KKR has evolved a traditional sector-based approach to infrastructure – spanning assets such as transportation, energy, telecom, water and waste, among other segments
With equity commitments worth Rs 2,500 crore to several ongoing projects pending, and debt levels rising, Shapoorji Pallonji Group (SP Group) on Monday sold its solar power assets to global financial powerhouse KKR for Rs 1,550 crore in a fire sale.

But analysts said this sale will not be enough for SP Group company to meet its financial commitments and it will have to sell more assets in the near future to trim its debt.

The portfolio sold by Shapoorji Pallonji Infrastructure Capital Company (SP Infra), a subsidiary of SP Group’s holding company, comprises 169 megawatt (Mw) in Maharashtra and 148 Mw in Tamil Nadu (adding up to 317 Mw). SP Group will use the funds to trim its debt and invest in other businesses, including roads, ports, and power.

The sale of solar assets took place against the backdrop of the company’s earlier proposed private equity (PE) transaction of Rs 500 crore failing to materialise, thereby hampering its ability to fund its sizeable equity commitments towards its projects.

While rating SP Group firm’s Rs 4,200-crore debt in December last year, rating firm ICRA had said the debt repayments in the first half were met through funding support from the holding company —Shapoorji Pallonji Company.

SP Group holding company, which holds 18.5 per cent stake in Tata Sons, was trying to raise funds by pledging Tata Sons shares, but did not go ahead, as Tata Sons shares are illiquid and Tatas had threatened litigation.

“The existing equity commitments of Rs 2,543 crore over next three years is expected to be met through the proposed Rs 600 crore of structured PE investment and the rest through asset monetisation and development fees from under-construction projects,” ICRA had said.

The rating firm was also worried about the company’s increasing total debt levels as reflected by increase in gearing to 1.45x as on March 31, 2019, from 0.92x as on March 31, 2019. Adjusting for promoter loans, the gearing for external debt had also increased to 1.19x as on March 31, 2019, from 0.74x as on March 31, 2018.

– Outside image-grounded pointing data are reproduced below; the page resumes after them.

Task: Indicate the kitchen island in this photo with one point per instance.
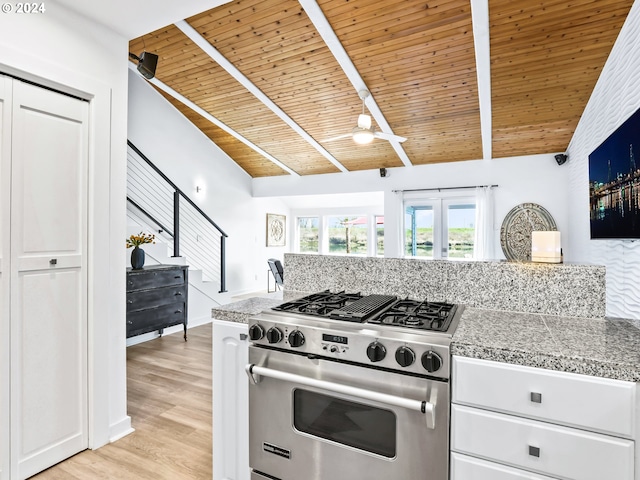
(601, 347)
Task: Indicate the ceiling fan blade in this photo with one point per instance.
(389, 136)
(364, 121)
(339, 137)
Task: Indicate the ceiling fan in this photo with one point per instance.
(363, 132)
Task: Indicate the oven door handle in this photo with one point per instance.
(427, 408)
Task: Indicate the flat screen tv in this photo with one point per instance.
(614, 184)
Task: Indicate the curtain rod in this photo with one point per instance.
(441, 188)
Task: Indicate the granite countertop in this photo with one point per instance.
(607, 348)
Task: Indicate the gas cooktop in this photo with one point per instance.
(374, 309)
(399, 334)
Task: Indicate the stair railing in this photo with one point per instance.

Reacting to the news, the stock of Sterling and Wilson, in which SP Group is a co-promoter, was up 5 per cent, as investors are expecting timely payment of debt taken from the listed entity by the promoters.

On the other hand, the deal is part of KKR’s Asia infrastructure strategy to increase its presence in the infrastructure sector. A KKR official said the firm was working on this transaction for the past six months. Though the coronavirus disease (Covid-19) pandemic had slowed down the process, both sides wanted to close the deal.

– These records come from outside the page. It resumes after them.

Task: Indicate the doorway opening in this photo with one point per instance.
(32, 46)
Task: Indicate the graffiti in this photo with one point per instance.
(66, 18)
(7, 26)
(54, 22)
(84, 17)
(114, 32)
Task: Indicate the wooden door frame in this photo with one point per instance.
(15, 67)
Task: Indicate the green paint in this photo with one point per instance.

“SP Group’s solar underlying assets are generating revenue and Covid-19 did not impact operating assets,” said a KKR official.
KKR is going ahead with those deals which have strong cash flow and are in the electricity transmission and in renewables business, a KKR official said.

Last year, KKR has invested in IndiaGrid Trust, which has electricity transmission assets and was looking for renewable power generation assets since then.

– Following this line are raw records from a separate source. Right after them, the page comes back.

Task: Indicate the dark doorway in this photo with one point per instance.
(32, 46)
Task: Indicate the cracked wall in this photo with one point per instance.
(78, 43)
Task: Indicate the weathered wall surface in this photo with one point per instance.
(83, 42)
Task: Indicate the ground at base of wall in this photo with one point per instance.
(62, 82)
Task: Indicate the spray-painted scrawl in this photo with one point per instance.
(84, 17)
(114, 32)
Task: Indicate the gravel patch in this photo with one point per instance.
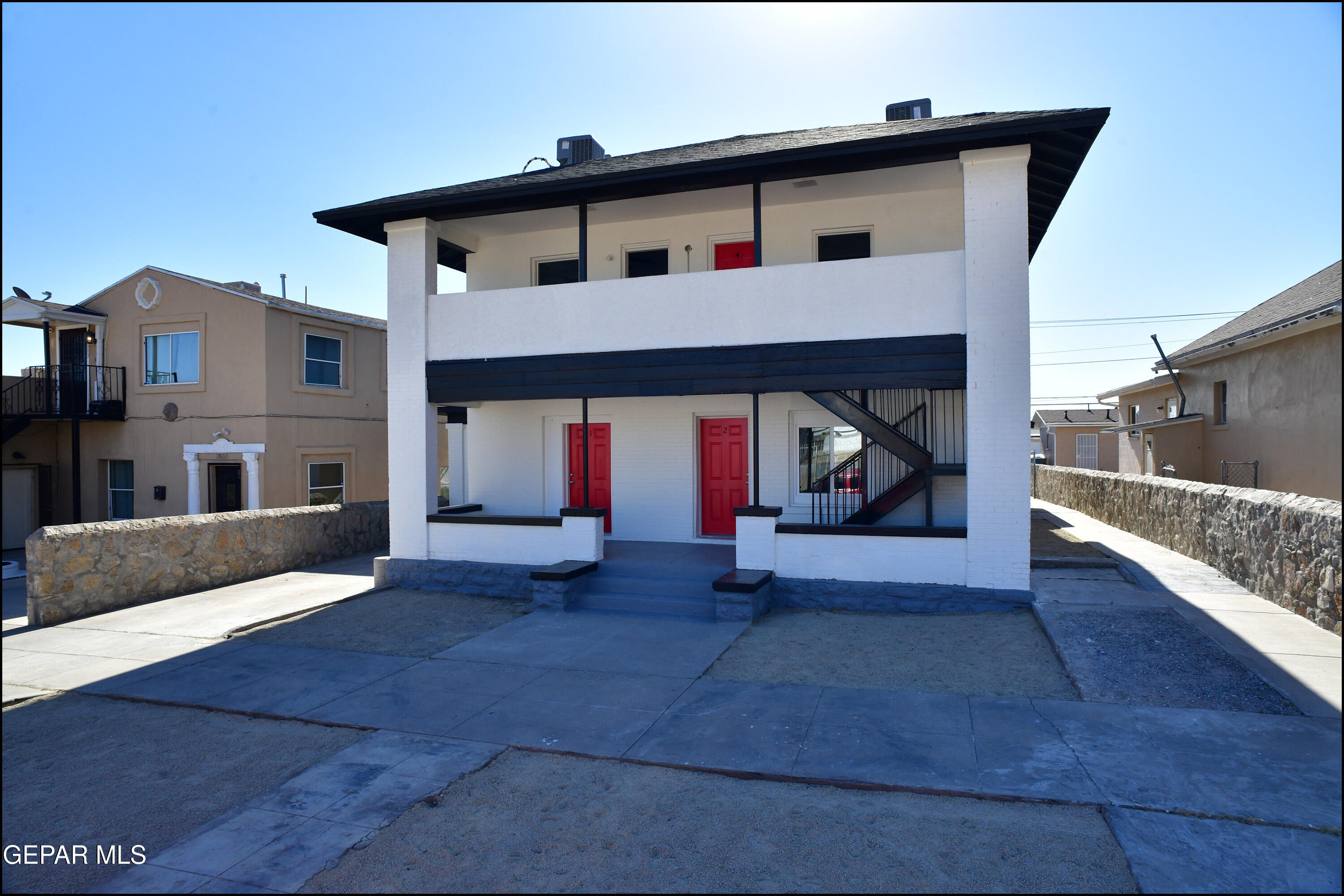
(1158, 659)
(974, 653)
(92, 770)
(404, 622)
(1049, 540)
(542, 823)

“Given the growing demand across Asia Pacific for sustainable energy solutions, we also see this as a great example of how KKR can bring capital and expertise to assets to help meet the demand for infrastructure development,” said David Luboff, head of Asia Pacific Infrastructure at KKR.

SP Group officials said the deal further demonstrates SP Infra’s continued track record of developing high-quality infrastructure.
“The deal will create value for further growth in its businesses, and be the partner of choice for high-quality international investors like KKR,” Mukundan Srinivasan, managing director of SP Infra, said.

An email sent to SP Group on falling financial metrics did not elicit any response.